Importance of Methodological
Diversity in Research and
Development Innovation Systems
Innovations in research and development (R&D) take place in diverse and complex human and natural landscapes that thrive within specific political, economic and institutional contexts. An innovation, as described in this paper, is neither a research product nor a technology, but rather an application of knowledge to achieve desired social, ecological or economic outcomes. This knowledge might be acquired through learning, research or experience, and may come from a variety of sources and actors, but until applied it can not be considered an innovation (Hall et al., 2004).
Human landscapes and innovation systems are also dynamic in nature.
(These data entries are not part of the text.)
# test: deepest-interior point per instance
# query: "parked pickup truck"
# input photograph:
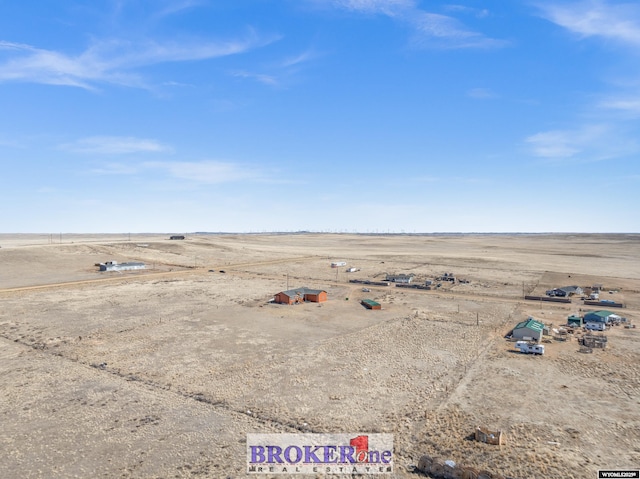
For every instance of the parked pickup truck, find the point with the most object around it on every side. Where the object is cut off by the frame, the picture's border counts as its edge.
(528, 348)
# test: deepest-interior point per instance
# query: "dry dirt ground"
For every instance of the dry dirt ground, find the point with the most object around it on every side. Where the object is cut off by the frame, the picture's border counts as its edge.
(161, 373)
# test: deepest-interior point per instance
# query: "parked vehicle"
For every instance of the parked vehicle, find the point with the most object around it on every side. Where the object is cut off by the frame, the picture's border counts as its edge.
(528, 348)
(595, 326)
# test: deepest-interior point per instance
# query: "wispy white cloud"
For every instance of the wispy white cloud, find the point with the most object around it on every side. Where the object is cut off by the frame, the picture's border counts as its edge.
(297, 59)
(617, 21)
(385, 7)
(478, 12)
(481, 93)
(175, 6)
(431, 30)
(260, 77)
(585, 144)
(115, 145)
(443, 31)
(629, 105)
(208, 172)
(112, 61)
(115, 169)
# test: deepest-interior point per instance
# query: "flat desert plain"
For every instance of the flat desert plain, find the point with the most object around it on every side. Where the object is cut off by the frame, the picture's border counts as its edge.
(161, 373)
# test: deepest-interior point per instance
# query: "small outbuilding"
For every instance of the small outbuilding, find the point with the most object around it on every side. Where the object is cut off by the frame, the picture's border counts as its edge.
(301, 295)
(572, 290)
(400, 278)
(115, 266)
(597, 316)
(528, 330)
(575, 321)
(370, 304)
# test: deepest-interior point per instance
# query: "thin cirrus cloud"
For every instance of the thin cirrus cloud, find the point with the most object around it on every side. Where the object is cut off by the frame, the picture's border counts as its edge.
(207, 172)
(111, 61)
(481, 93)
(430, 30)
(115, 145)
(585, 144)
(628, 106)
(620, 21)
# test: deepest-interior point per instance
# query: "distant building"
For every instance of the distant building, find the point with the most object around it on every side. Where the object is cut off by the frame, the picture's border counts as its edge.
(599, 316)
(115, 266)
(301, 295)
(574, 321)
(370, 304)
(571, 290)
(399, 278)
(529, 329)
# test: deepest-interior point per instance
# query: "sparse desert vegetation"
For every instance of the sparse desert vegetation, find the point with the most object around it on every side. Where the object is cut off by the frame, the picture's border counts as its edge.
(163, 372)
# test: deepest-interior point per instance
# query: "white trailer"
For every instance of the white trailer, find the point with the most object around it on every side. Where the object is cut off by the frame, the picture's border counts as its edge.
(528, 348)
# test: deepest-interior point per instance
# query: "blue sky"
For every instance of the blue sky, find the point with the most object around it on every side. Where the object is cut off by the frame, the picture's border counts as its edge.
(321, 115)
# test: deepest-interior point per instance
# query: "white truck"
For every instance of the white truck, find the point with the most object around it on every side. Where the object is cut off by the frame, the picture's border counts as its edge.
(528, 348)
This is especially true of today’s globalized world, with its mobile populations, decentralizing governments and rapidly changing roles and rights. This dynamism manifests as a constantly changing mix of risks, opportunities and livelihood strategies (McDougall and Braun, 2003).
The challenges of this diversity, complexity and dynamism call for a corresponding diversity of R&D methods. The multi-faceted dimensions of communities and farmers’ needs, and the multiple demands on their precious time influence the choice of methods for situation analysis, technology development and resource management, negotiation, communication and farmer education. A wide range of methods, and of actors implementing them, allows for greater responsiveness, flexibility and fine-tuning to the context and needs of specific client groups.